- Directed by: Joseph Kane
- Written by: Karen DeWolf Stuart Anthony
- Produced by: Joseph Kane
- Starring: Roy Rogers
- Cinematography: Jack A. Marta
- Release date: 1939;
- Running time: 58 minutes
- Country: United States
- Language: English

= Saga of Death Valley =

1939 film

 Saga of Death Valley is a 1939 American Western film directed by Joseph Kane and starring Roy Rogers.

==Plot==
When the senior Roy Rogers is gunned down in front of little Tim Rogers, he is taken by the killers, leaving his older brother Roy Jr. behind and alone. Tim is raised by his father's killers and called Jerry.

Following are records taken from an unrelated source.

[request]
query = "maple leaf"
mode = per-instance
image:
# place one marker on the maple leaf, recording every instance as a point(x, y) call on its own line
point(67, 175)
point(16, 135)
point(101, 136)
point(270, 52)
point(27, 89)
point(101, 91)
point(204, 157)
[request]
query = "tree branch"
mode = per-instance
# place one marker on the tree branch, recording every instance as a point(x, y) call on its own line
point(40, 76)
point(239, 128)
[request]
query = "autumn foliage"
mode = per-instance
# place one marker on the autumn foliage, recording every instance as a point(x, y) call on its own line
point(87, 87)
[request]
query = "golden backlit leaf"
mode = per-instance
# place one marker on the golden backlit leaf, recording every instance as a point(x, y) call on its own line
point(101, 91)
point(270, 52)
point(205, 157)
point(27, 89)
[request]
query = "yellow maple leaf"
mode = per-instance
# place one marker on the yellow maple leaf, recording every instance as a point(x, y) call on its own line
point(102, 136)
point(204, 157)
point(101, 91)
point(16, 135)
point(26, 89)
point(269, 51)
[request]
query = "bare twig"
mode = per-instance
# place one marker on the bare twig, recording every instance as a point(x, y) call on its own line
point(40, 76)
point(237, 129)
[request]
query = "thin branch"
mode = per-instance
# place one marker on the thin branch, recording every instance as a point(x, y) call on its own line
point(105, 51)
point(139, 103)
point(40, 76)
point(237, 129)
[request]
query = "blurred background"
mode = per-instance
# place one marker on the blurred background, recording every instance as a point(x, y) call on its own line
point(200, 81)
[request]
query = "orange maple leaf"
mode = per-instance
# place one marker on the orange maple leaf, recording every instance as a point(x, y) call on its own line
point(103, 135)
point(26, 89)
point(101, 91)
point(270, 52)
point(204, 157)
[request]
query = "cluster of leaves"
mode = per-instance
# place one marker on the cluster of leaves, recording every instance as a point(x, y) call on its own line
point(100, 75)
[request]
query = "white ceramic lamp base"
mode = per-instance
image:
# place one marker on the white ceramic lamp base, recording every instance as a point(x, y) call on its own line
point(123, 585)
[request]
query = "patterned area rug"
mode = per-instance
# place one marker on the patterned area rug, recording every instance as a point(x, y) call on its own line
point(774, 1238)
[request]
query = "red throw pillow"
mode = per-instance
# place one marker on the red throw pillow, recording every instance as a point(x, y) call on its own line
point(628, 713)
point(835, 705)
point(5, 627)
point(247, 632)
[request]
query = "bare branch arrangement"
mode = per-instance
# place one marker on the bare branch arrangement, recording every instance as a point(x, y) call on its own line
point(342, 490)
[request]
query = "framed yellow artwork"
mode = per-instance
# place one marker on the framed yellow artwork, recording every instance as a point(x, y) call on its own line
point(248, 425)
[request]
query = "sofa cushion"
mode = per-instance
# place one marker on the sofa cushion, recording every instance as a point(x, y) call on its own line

Fifteen years later, Roy tracks down his father's killers to bring them to justice using an alias to disguise his motives. But he finds that his little brother is a leading henchman for the killers' gang.

==Cast==
- Roy Rogers as Roy Rogers
- George "Gabby" Hayes as Gabby Whittaker
- Doris Day as Ann Meredith
- Donald Barry as Jerry aka Tim Rogers
- Frank M. Thomas as Ed Tasker

==Production==
Saga of Death Valley was Roy Rogers 12th Western film in a starring role. Filmed in scenic Lone Pine near the actual Death Valley. Donald Barry would, in the next year—1940—find Western film stardom in his own right after starring in the 12-chapter serial The Adventures of Red Ryder. It was for this star-making role that he became known as Don "Red" Barry for the rest of his film career. Western singing star Jimmy Wakely appears here in his first film role. He, too, would later star in his own series of Western films, following in Roy Rogers' footsteps as a singing cowboy hero. Doris Day (1910–1998), who played Ann Meredith, was a namesake of the famous Doris Day (1922–2019).